Reputation: 731
I am trying to use the Distances
package in Julia to perform a broadcasted computation of distance matrices.
I understand how to calculate a single N x N
distance matrix for some matrix X
(with dimensions D x N
), where each column X[:,i]
stores a D
-dimensional feature vector for observation i
. The code would be:
using Distances
dist_matrix = pairwise(Euclidean(), X, dims = 2)
dist_matrix
contains the Euclidean distances between each pair of D
-dimensional columns, e.g. dist_matrix[m,n]
stores the Euclidean distance between X[:,m]
and X[:,n]
.
Now imagine my array X
is actually an entire tensor or 'volume' of D
-dimensional observations, so that X[:,i,j]
stores the j
-th 'slice' of my D x N
observations. The whole array X
thus has dimensions D x N x T
, where T
is the number of slices.
Accordingly, I want to compute a tensor or 'volume' of distance matrices, so that dist_matrix
will have dimensions N x N x T
.
Is there a way to do this in a single line by broadcasting the pairwise()

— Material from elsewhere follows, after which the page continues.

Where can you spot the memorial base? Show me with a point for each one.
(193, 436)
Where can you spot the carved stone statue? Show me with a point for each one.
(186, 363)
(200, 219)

function in Julia? What's the fastest way to do this? Below shows the idea with a basic for loop:
using Distances
dist_matrix_tensor = zeros(N,N,T);
for t = 1:T
dist_matrix_tensor[:,:,t] = pairwise(Euclidean(), X[:,:,t], dims = 2)
end
EDIT:
I figured out how to do this using mapslices
, but still not sure if it's the best way.
using Distances
dist_function(x) = pairwise(Euclidean(), x, dims = 2) # define a function that gets the N x N distance matrix for a single 'slice'
dist_matrix_tensor = mapslices(dist_function, X, dims = [1,2]) # map your matrix-operating function across the slices of the main tensor X
This can of course also be parallelized since each 'slice' of X is independent in this computation, so I'm basically just looking for the fastest way to do this. I'm also in general interested in how you would do this with broadcasting specifically.
Upvotes: 2
Views: 601
Reputation: 1381
Your solution with mapslices
is reasonably performant if the dimension of X
is large. Below is an example with JuliennedArrays which is slightly faster for small X
, but has the same performance as mapslices
when the two first dimensions are of size 100.
using Distances, JuliennedArrays, BenchmarkTools
dist_function(x) = pairwise(Euclidean(), x, dims = 2) # define a function that gets the N x N distance matrix for a single 'slice'
X = randn(10,10,20);
dist_matrix_tensor = @btime mapslices(dist_function, X, dims = [1,2]); # 61.172 μs (198 allocations: 42.28 KiB)
dist_matrix_tensor2 = @btime map(dist_function, Slices(X, 1, 2)); # 41.529 μs (62 allocations: 21.67 KiB)
Note, however, that JuliennedArrays returns a Vector
of Matrix
rather than a three-dimensional array.
Upvotes: 2